Bachelor of Fine Arts – Acting

The BFA Acting Program is competitive with the best university acting programs in the country, both in intensity and in class time devoted to acting training. Freshman and sophomore students receive six hours of acting per week. Beginning in the sophomore year, students also receive an additional four hours per week of movement or voice/speech. These first two years are set against the backdrop of a rigorous and wide range of liberal arts course work. In the junior and senior year BFA acting students become members of the Studio Acting Program, where twenty hours a week are dedicated to performance training in movement, voice/speech, scene study, and acting. The Junior year is grounded in contemporary American realism and early modern realistic and non-real European drama. The senior year is dedicated to work in Shakespeare and other period styles including Restoration comedy and comedy of manners, as well as acting for film and television, voice-overs, and musical theatre. Other topics covered in the Studio Acting Program include singing, Suzuki, movement composition, stage combat, audition technique, masks, improvisation, make-up, psychiatry for the actor, dialects, and fencing. The BFA acting students are the core of the casting pool for five to six main stage productions as well as up to twenty workshop and second stage productions per year. A typical BFA student will perform in as many as 15 productions in their time at WVU.

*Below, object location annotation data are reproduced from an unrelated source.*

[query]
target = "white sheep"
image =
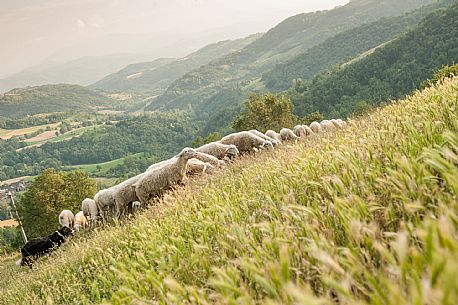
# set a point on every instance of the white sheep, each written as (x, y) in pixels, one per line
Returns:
(245, 141)
(274, 135)
(316, 127)
(300, 131)
(342, 123)
(197, 167)
(67, 219)
(124, 194)
(215, 162)
(265, 137)
(288, 135)
(327, 125)
(80, 221)
(159, 179)
(136, 206)
(105, 203)
(219, 150)
(308, 130)
(90, 210)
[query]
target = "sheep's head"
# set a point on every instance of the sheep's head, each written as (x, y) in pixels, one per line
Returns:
(232, 151)
(268, 145)
(187, 153)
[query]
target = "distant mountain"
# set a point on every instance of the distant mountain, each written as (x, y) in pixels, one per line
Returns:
(159, 74)
(82, 71)
(390, 72)
(19, 103)
(345, 47)
(295, 35)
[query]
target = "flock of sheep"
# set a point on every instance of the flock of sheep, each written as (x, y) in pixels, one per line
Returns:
(128, 196)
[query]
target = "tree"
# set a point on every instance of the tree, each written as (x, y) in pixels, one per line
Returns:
(263, 112)
(49, 194)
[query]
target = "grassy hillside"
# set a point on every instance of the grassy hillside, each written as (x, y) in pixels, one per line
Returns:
(159, 74)
(291, 37)
(19, 103)
(344, 46)
(389, 73)
(363, 216)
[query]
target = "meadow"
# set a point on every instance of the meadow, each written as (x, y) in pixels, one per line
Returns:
(366, 215)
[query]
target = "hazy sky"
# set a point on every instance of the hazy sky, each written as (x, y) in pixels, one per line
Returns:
(34, 30)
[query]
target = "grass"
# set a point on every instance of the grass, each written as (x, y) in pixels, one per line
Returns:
(63, 137)
(6, 134)
(92, 168)
(367, 215)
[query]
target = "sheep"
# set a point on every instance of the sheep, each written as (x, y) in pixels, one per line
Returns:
(219, 150)
(124, 194)
(80, 221)
(90, 210)
(105, 203)
(300, 131)
(316, 127)
(245, 141)
(215, 162)
(342, 123)
(274, 135)
(327, 125)
(155, 181)
(288, 135)
(67, 219)
(136, 206)
(196, 167)
(265, 137)
(308, 130)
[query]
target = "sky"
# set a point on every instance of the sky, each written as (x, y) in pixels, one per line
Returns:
(36, 31)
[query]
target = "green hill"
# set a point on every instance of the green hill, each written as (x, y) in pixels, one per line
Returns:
(22, 102)
(344, 47)
(390, 72)
(366, 215)
(156, 76)
(292, 37)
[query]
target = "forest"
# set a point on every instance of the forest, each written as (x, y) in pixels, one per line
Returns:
(160, 135)
(344, 47)
(390, 72)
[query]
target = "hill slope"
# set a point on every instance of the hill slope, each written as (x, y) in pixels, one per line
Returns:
(344, 47)
(389, 73)
(288, 39)
(358, 217)
(19, 103)
(159, 74)
(82, 71)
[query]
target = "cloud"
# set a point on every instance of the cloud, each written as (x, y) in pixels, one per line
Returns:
(80, 25)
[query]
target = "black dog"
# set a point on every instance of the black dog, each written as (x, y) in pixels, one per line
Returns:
(37, 247)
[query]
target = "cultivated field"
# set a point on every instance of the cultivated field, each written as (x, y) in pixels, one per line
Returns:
(367, 215)
(6, 134)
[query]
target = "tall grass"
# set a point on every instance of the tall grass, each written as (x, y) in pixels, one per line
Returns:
(367, 215)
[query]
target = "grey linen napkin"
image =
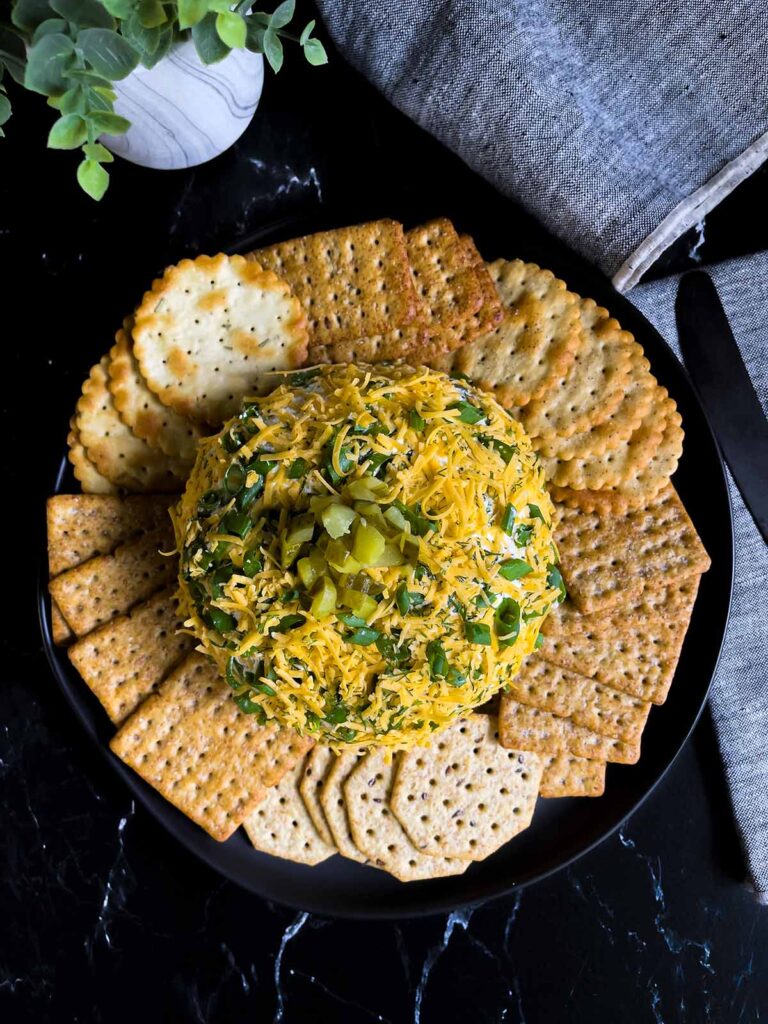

Upon graduation from our program students either enter into the profession immediately or are admitted to a high caliber, graduate training program. Throughout the four years students progress through a well coordinated series of core theatre studies coursework covering dramatic theory, text analysis, theatre history, dramatic literature, directing and special topics studies. The faculty is dedicated to preparing our students to work in the profession. We ourselves are working professionals who understand the needs of the actor.

At the center of all training is the belief that an authentic and truthful identification with the wants and needs of the character will lead to compelling communication and dynamic theatre. Through training, the actor’s imagination and creative abilities find freedom and the actor’s technical physical and vocal skills respond to the demands of style and genre and both flourish in the expression of the play.


Studio Program

Training in the junior and senior year is known as the Studio program and continues intensive work in the movement, voice/speech, and acting. The senior year is dedicated to work in Shakespeare and other period styles, as well as acting for film, television commercials, and voice-overs.

Continuation in the BFA Acting program beyond the sophomore year is by audition only. All BFA acting students must successfully pass an audition at the end of their sophomore year. For students that do not pass the audition, students may continue their theatre studies in the BA Theatre program.


Musical Theatre

Urinetown: The Musical

Musicals comprise a large percentage of the theatrical productions in the United States every year. The School of Theatre & Dance recognizes that musical theatre study, performance, and production are integral parts of a student’s education as well as their future careers whether in performance, design or technical theatre.

For the BFA acting students, we offer classes in song analysis, auditioning and scene study. Dance classes cover styles from tap to jazz, modern to ballet. Private vocal coaching for the singer is available from faculty in the School of Music.

The School of Theatre & Dance is committed to presenting musical theatre productions or showcases each season or semester so our students in every discipline area can apply their class work to the stage. In recent years, The School of Theatre & Dance has produced musicals such as Bat Boy, Into The Woods, and Urinetown as well as Opera productions in conjunction with the School of Music.